We're talking about code that can only be distributed under the terms 
required by the GPL, and where the original distributors of that code 
have forfeited their right to distribute that code under the GPL through 
licence infringement - from T=0.


Also, read David's email, where he is speaking for FRR: He is explicit 
that FRR are _not_ distributing the source code concerned under the GPL 
(and hence refuse to comply with the GPL notification requirements, even 
where they have placed prominent notices of other applicable licences 
which they find favourable). If there is any doubt as to whether FRR are 
distributing the source code concerned under the GPL, I hope David's 
email has dispelled it. Take him at his word.

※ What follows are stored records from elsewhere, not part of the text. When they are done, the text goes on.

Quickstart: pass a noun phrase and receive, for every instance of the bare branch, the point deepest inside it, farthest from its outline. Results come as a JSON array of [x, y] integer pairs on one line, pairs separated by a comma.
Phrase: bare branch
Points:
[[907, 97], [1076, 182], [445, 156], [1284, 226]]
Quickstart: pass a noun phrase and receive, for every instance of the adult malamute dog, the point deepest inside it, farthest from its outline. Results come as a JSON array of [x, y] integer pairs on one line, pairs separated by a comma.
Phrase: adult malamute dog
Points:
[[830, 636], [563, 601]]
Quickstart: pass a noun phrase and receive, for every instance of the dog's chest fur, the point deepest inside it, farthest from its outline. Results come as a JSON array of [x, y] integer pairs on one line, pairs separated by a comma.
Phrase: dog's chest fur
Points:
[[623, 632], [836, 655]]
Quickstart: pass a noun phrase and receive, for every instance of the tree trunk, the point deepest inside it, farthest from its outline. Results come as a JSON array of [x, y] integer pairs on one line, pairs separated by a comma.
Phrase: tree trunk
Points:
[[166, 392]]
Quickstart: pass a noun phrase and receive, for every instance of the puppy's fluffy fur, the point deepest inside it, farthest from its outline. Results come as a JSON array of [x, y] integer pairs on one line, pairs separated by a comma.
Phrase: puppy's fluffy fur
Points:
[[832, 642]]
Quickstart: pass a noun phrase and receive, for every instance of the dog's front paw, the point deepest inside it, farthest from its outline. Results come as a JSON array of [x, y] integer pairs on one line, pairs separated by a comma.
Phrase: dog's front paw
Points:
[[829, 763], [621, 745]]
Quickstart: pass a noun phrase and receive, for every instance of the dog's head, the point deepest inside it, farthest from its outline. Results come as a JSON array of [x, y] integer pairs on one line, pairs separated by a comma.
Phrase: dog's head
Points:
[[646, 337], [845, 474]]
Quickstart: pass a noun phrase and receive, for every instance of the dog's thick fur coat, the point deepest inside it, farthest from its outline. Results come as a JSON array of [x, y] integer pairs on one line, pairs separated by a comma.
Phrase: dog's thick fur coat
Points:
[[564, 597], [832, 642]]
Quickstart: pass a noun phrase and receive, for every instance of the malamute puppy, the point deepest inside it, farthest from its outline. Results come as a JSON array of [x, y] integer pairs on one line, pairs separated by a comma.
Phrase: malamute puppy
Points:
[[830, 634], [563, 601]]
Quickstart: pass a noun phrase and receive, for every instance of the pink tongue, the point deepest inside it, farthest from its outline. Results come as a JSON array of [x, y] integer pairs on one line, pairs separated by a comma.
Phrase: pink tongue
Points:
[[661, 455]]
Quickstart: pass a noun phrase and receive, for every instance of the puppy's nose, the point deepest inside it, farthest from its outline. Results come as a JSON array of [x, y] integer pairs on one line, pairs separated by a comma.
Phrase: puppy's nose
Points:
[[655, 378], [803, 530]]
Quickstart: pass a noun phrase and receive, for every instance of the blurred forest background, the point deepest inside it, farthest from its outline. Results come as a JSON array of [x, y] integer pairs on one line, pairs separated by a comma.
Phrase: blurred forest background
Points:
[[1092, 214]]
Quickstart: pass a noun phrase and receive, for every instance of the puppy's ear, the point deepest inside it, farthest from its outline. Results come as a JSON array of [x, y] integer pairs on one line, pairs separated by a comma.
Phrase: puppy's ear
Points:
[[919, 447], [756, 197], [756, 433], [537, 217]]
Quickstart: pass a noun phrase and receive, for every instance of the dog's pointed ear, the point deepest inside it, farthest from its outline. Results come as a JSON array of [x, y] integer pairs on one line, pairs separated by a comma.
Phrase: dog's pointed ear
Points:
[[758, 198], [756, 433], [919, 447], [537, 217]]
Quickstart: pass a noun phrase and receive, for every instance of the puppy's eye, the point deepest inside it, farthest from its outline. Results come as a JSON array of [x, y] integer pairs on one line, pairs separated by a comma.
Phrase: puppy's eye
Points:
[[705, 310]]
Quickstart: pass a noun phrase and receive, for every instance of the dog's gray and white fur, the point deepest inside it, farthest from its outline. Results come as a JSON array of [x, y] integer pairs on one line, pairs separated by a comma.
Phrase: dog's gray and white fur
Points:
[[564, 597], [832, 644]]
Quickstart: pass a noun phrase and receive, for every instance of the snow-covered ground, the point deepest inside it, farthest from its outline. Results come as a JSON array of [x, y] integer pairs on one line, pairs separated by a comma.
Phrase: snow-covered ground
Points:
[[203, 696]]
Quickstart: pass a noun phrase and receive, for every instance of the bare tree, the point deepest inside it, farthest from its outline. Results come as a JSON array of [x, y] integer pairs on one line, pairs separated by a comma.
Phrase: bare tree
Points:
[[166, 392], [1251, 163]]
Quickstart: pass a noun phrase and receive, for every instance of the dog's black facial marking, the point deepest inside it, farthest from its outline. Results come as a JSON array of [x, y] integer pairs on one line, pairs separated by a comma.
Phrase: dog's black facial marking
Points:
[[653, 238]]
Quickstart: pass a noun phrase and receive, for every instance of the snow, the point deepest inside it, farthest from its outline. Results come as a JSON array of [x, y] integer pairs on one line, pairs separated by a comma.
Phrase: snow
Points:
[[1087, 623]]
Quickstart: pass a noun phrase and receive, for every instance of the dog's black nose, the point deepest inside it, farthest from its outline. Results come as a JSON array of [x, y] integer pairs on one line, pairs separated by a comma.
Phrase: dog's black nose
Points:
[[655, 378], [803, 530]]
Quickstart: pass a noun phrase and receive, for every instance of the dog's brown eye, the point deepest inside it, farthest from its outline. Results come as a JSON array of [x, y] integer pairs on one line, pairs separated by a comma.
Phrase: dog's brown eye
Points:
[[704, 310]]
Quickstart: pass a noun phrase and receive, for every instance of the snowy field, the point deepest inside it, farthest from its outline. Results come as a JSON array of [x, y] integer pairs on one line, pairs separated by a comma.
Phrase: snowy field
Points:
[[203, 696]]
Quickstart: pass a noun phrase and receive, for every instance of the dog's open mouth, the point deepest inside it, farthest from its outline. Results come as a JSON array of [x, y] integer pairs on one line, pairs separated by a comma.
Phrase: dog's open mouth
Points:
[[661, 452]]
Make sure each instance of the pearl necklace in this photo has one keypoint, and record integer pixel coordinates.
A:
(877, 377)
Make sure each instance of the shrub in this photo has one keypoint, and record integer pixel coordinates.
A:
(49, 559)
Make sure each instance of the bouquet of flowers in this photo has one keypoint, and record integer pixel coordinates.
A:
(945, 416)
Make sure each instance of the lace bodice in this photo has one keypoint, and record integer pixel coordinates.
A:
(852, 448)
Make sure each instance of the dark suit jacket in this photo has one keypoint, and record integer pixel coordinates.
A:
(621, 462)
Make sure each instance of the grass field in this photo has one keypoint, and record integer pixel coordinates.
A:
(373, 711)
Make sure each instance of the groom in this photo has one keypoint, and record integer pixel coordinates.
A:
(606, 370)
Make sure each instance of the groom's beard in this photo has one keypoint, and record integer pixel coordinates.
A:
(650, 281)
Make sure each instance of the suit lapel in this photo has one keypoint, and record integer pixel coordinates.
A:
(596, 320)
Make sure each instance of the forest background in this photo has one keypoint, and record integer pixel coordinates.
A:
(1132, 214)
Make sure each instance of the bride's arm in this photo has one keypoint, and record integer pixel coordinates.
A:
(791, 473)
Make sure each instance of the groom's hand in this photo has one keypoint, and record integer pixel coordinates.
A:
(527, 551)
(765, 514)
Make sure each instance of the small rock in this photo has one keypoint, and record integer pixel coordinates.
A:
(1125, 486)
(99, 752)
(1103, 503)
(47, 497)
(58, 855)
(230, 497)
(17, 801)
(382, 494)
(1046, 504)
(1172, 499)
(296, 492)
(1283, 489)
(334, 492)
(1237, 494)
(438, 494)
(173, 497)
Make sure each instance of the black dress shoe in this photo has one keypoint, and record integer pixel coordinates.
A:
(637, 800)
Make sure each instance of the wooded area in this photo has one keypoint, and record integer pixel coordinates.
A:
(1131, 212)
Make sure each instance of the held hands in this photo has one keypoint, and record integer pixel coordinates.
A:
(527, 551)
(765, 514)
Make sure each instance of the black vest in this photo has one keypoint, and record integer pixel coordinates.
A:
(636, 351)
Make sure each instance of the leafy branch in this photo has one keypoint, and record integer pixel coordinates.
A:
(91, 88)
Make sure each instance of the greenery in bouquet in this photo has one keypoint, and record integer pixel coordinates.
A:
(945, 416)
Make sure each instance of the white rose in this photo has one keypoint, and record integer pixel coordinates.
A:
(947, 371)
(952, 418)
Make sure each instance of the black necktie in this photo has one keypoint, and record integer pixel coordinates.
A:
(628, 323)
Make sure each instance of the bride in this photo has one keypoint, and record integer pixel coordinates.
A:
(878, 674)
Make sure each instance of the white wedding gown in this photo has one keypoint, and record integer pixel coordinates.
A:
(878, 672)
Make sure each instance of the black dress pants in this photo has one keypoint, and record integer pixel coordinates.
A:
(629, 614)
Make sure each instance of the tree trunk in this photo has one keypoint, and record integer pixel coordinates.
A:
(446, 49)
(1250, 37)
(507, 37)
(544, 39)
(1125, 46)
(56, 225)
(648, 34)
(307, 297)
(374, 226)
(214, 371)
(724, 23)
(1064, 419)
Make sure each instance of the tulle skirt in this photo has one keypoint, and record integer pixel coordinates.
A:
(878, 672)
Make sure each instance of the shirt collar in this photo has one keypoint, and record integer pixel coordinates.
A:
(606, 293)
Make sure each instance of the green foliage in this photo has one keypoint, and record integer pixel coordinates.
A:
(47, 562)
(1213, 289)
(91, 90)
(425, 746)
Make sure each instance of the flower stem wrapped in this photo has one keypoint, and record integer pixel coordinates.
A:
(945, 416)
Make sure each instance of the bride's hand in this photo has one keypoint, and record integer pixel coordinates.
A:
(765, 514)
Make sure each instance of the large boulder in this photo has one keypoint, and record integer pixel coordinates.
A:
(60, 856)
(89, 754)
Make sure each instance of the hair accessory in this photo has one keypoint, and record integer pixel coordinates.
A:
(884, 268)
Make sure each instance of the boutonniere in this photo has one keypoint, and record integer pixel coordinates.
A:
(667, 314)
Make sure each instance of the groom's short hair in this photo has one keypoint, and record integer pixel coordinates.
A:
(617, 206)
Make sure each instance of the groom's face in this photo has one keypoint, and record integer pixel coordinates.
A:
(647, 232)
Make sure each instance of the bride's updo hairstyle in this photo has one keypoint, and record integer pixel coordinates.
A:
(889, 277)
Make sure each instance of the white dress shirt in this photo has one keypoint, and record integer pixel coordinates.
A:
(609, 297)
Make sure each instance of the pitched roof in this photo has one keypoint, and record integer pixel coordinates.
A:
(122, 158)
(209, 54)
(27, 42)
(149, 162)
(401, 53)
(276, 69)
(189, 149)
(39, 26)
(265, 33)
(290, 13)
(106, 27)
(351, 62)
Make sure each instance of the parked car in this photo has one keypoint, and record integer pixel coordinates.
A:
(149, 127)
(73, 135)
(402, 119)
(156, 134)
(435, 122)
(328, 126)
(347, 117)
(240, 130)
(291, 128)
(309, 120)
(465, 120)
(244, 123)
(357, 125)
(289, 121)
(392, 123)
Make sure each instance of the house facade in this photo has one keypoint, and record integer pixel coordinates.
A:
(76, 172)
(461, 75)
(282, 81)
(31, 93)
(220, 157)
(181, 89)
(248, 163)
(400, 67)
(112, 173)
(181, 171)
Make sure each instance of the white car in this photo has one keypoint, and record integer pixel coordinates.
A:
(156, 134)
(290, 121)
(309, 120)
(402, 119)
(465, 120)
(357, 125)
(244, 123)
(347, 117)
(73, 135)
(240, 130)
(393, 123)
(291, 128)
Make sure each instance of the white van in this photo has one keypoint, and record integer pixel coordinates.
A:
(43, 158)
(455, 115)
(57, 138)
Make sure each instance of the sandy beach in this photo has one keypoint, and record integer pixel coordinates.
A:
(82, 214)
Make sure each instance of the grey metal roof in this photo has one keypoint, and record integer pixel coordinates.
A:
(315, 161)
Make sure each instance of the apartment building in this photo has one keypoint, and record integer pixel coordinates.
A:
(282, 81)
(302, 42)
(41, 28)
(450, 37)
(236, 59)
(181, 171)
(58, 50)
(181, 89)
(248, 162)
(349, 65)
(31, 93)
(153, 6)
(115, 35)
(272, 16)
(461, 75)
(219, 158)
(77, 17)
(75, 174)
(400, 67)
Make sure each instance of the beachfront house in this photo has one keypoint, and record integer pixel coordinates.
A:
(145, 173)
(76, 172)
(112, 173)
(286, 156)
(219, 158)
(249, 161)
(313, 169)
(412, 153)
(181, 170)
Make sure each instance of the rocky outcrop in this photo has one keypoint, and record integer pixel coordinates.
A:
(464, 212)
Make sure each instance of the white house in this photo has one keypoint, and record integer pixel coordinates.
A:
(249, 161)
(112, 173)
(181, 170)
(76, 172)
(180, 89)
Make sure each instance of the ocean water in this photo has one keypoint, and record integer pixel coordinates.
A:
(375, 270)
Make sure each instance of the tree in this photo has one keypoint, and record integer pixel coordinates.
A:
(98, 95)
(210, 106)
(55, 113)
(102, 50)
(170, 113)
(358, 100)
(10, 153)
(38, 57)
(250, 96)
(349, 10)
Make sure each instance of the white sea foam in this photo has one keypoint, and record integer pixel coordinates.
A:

I'd have to take advice to be 100% sure, but I do not believe it is 
possible to obtain the code concerned with a GPL licence. Also, I do not 
believe it is possible to take unlicensed code, slap a GPL notice on it, 
and just unilaterally grant oneself a GPL licence to other people's 
code.


regards,
--
Paul Jakma | p...@jakma.org | @pjakma | Key ID: 0xD86BF79464A2FF6A
Fortune:
Don't hit the keys so hard, it hurts.